Na semana do Dia Internacional da Mulher duas vitórias de capixabas guerreiras que não fogem à luta. A deputada estadual Camila Valadão (PSOL) relata que “recebeu com emoção” a notícia de que o deputado federal Gilvan da Federal (PL) tornou-se réu em denúncia ofertada pelo Ministério Público Estadual (MPES) por violência política de gênero e injúria racial contra ela, quando ambos eram vereadores de Vitória. A outra vitória é a decisão da Universidade Federal do Espírito Santo de permanência da professora Jacyara Paiva no quadro de docentes da instituição de ensino.”São simbólicas essas duas vitórias para nos mostrar que a luta sempre vale a pena, principalmente na semana do Dia Internacional da Mulher quando estamos discutindo o combate a toda forma de violência”, afirmou a coordenadora-geral do Sindibancários/ES, Rita Lima.
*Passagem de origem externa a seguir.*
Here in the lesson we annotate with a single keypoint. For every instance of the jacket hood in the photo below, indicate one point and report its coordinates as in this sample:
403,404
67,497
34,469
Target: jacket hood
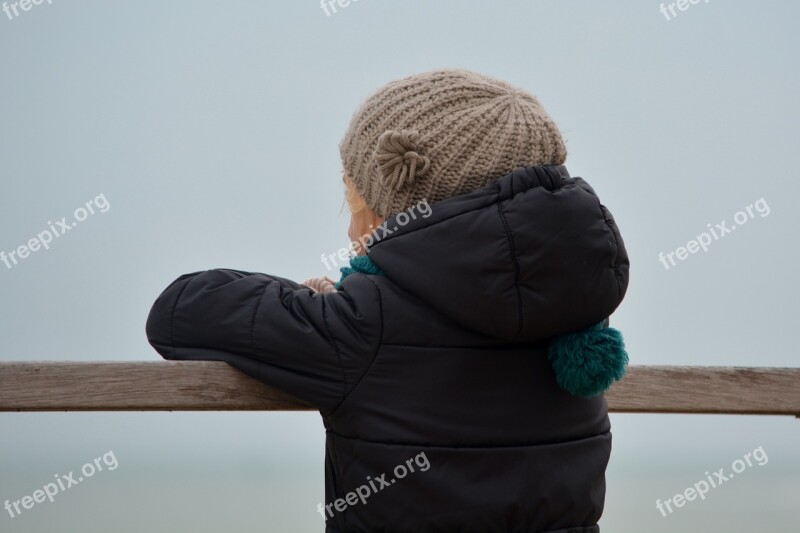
531,255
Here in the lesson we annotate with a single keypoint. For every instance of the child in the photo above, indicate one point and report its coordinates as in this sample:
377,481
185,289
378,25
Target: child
459,363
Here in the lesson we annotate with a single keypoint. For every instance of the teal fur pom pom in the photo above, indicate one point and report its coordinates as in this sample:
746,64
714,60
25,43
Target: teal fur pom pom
589,361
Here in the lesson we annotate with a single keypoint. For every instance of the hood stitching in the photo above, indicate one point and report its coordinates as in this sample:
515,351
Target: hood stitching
515,261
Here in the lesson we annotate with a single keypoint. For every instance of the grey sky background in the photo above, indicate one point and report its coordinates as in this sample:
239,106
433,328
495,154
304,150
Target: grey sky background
212,128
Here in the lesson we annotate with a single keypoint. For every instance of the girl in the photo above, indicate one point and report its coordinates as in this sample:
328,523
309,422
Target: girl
459,363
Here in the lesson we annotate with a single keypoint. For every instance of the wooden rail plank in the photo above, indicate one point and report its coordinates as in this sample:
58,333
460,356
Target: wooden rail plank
207,385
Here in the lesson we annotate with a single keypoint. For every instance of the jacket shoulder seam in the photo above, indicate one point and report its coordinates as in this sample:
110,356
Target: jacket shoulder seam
377,345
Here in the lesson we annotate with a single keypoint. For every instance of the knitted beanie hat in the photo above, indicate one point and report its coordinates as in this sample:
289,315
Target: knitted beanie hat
444,133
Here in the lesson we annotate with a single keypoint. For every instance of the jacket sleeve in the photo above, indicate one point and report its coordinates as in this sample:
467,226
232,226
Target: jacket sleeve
313,346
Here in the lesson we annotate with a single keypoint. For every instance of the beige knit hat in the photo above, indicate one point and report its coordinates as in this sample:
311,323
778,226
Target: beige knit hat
441,134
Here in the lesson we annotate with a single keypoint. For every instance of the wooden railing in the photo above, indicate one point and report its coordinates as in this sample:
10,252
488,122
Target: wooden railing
202,386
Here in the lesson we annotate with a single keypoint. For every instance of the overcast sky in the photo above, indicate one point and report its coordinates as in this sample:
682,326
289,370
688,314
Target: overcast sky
210,132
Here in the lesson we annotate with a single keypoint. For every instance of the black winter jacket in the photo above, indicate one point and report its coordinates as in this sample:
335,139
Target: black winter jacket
440,362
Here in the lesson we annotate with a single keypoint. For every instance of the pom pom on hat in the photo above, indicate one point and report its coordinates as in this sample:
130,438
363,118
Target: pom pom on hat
399,158
589,361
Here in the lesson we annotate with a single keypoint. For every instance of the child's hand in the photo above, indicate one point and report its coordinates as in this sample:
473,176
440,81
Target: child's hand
323,285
Violência política de gênero
A fato que motivou a denúncia contra Gilvan da Federal aconteceu no dia 1º de dezembro de 2021, quando o então vereador mandou Camila Valadão calar a boca e ainda a chamou de “assassina de criança” e “satanista” no plenário da Câmara Municipal de Vitória. “Foram dois anos de agressões cotidianas no exercício das minhas atividades parlamentares por esse sujeito. Fui interrompida, desqualificada, insultada, chamada de ‘covarde’, ‘canalha’, ‘maquiavélica’, entre outros [adjetivos]”, afirmou Camila nas redes sociais.
A hoje deputada relembra que “nunca me calei diante dessas violências, pois sempre tive certeza dos seus objetivos: impedir ou dificultar o pleno exercício político das mulheres, a partir da criação de um ambiente hostil, intimidador e degradante para nos excluir, silenciar e até desestimular a nossa participação política. Essa decisão no dia de hoje, na semana do Dia Internacional da Mulher, é uma vitória de todas nós!”.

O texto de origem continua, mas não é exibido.